Rewards may far outweigh risks for savvy hackers
By Andrew Conte
Published: Monday, February 11, 2013, 12:01 a.m.
Updated: Tuesday, February 12, 2013
A malicious computer hacker has to find just one way in.
Like soldiers defending a fort, however, anyone trying to protect a website or online business must try to close every potential breach. A single coding mistake, in the wrong hands, could be an opening to be exploited.
When a computer attack begins, it can be hard to detect — harder still to identify the perpetrators, locate them and bring criminal charges.
“It's the right place to set up shop if you're an ambitious criminal,” said Ari Juels, director of RSA Laboratories, a Cambridge, Mass., data security research company.
Potential rewards versus the risk are great, too. Someone with a computer and know-how might be able to steal corporate secrets for an airplane design or information on newly discovered oil and gas fields.
The haul could be worth millions, if not billions.
“It's simply too easy to orchestrate these types of intrusions,” said Dmitri Alperovitch, co-founding chief technology officer of CrowdStrike, a security technology company based in Irvine, Calif.
“It's cost-free, even if you get caught,” he said. “If there's a nation-state sponsor, nothing is going to happen to you. No one is going to arrest you. You're operating freely from the confines of your own country, supported by your own government.”
Adversaries of the United States are arming themselves for computer espionage as well as potential attempts to cause disruption or destruction, the Government Accountability Office reports .
In 2010, the Department of Defense developed a Cyber Command to oversee computer security, primarily for the Defense Department. The move occurred around the time Stuxnet, a computer worm that struck Iran's nuclear program, was discovered.
No one has taken credit for the attack, but some suspect the United States and Israel.
Iran responded to the attack by announcing plans last year to create a “cyber army,” and an Iranian group in September took credit for hacking into 370 Israeli websites.
Army Gen. Keith Alexander, the head of CyberCom, has warned the Defense Department cannot protect itself. The Defense Department announced plans to hire 4,000 people for computer security, but the military has 15,000 computer networks at 4,000 locations worldwide.
“The number of potential vulnerabilities, therefore, is staggering,” the department reported in 2010.

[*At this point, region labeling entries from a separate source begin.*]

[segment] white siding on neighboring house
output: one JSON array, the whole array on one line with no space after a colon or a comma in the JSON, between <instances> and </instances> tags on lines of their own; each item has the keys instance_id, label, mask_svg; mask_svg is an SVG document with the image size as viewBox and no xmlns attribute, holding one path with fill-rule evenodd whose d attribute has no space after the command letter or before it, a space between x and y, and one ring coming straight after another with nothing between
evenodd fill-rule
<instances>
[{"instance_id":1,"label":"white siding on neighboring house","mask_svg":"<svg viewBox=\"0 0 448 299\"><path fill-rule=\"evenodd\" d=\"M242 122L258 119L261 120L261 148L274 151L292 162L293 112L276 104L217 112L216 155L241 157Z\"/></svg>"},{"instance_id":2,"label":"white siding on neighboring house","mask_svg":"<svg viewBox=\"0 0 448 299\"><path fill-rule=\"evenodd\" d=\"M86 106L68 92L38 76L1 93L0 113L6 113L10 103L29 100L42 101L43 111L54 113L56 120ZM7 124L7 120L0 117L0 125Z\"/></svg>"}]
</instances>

Since Stuxnet, unknown hackers introduced other malware — shorthand for malicious software — to collect information that could be useful for an attack, said Liam O Murchu, a manager of security response operations at Symantec, a computer software security company in Mountain View, Calif. Those viruses mainly targeted Middle Eastern companies involved in pipelines and industrial control systems, he said.
“We did think it was science fiction until we saw Stuxnet, and we saw that a virus could interact in a very sophisticated way with specific equipment that made it work in a very predetermined manner,” O Murchu said. “It's definitely possible that another attack could be mounted.”
More malware recently targeting Middle Eastern marks included a virus aimed at Saudi Arabia's state-owned oil company in August that wiped out more than 30,000 computers, replacing system files with an image of a burning U.S. flag. A similar attack hit a natural gas producer in Qatar. Defense Secretary Leon Panetta called the malware the most destructive computer attack ever on the private sector.
Taking down a gigantic infrastructure network in the United States would require a sophisticated attack by an advanced nation-state, Alperovitch said. China, for example, might trigger a computer virus attack only during a hot war with the United States.
Individual researchers, however, could proliferate that technology.
“Is there a danger that they may decide to rent their services out to a rogue nation-state or to a terrorist group?” Alperovitch said. “People worry about that sort of thing … and that's certainly a valid concern.”
The world's largest companies fall into two groups, according to security technology company McAfee : “Those that know they've been compromised and those that don't yet know.”
Those that are safe don't have anything valuable or interesting that hackers consider to be worth stealing.
“When it happens, we may not hear about it,” said Ting-Fang Yen, principal research scientist at RSA Laboratories. “You don't want to admit you're being attacked, most of the time. Or people don't know that they are attacked.”